Having played back-up to regular wicket-keeper Sam Billings, Davies made his first-class debut for Kent against Derbyshire in June 2015 after Billings' call-up to the England One Day International team.

At the end of the 2015 season, having been made an offer of regular first-team cricket, Davies signed for Somerset County Cricket Club on a three-year deal.

In December 2015 he was named in England's squad for the 2016 Under-19 Cricket World Cup.

Davies made his maiden first-class half-century during a game against Hampshire on 27 June 2016. Sharing an unbroken stand of 82 with Craig Overton, Davies hit six fours and three sixes on his way to 52 not out off 39 balls.

On 24 July 2016 he made his List A debut against Glamorgan in the 2016 Royal London One-Day Cup.

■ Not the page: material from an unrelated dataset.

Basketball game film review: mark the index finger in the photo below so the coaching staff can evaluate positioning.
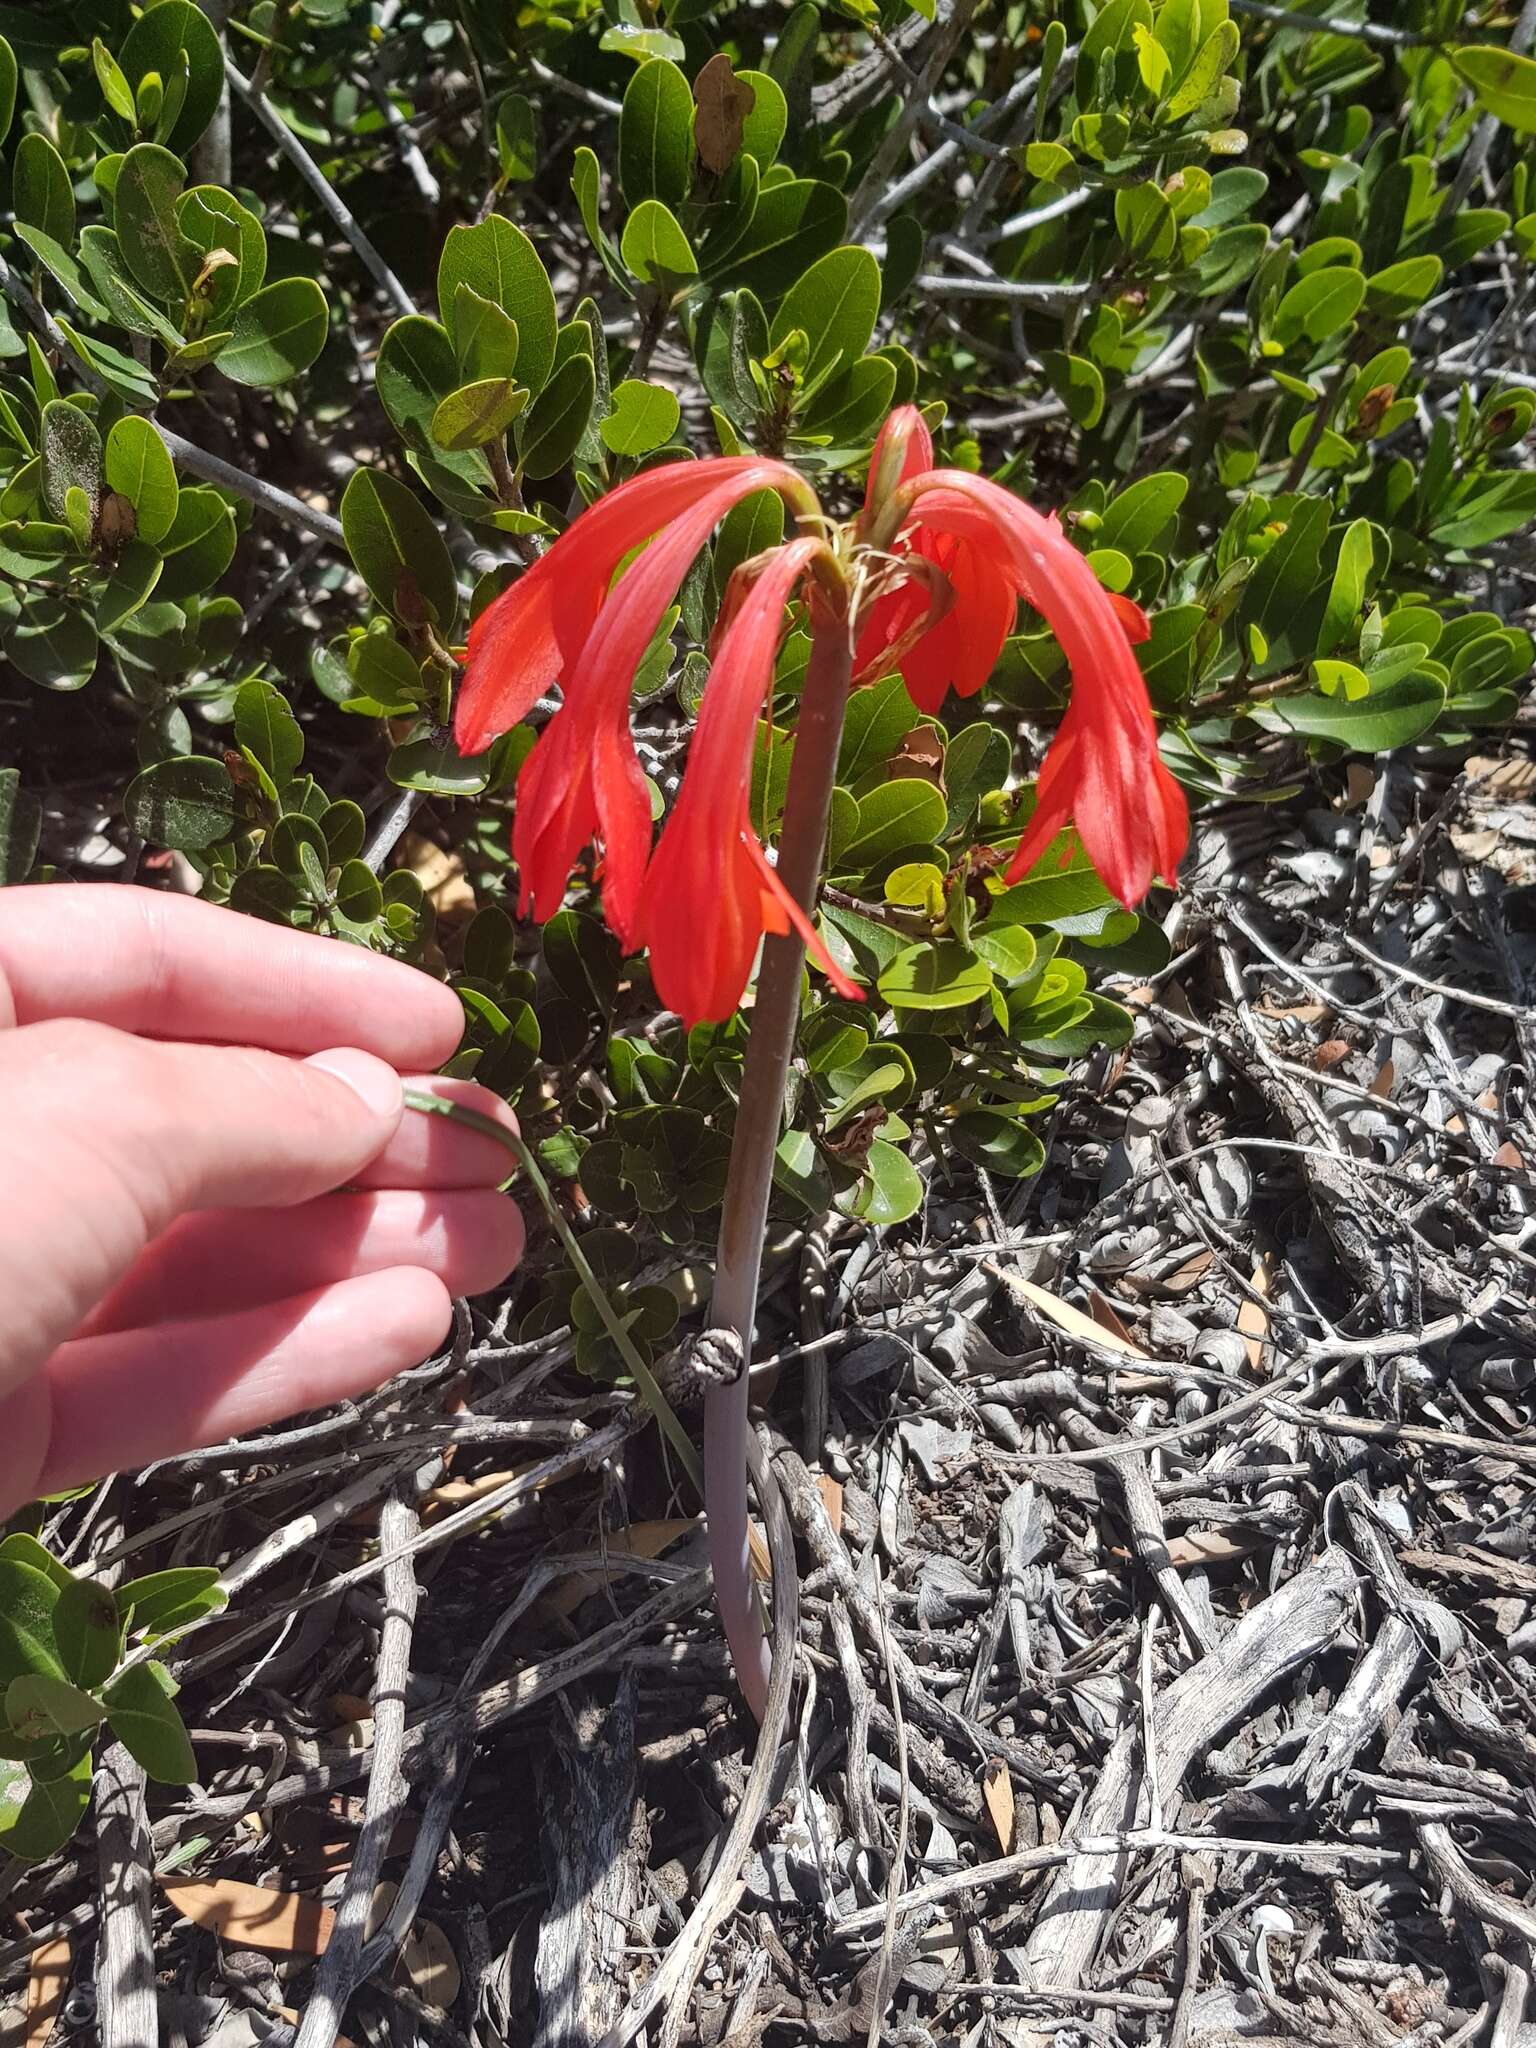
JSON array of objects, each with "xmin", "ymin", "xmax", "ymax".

In September 2017, after two seasons with Somerset, it was announced that Davies was to leave the county at the end of the season for personal reasons. He joined Durham during 2018, signing a two-eyer contract in May, and played regularly in Twenty20 matches as well as appearing three times during the season in first-class matches. He left the club before the start of the 2019 season, again for personal reasons.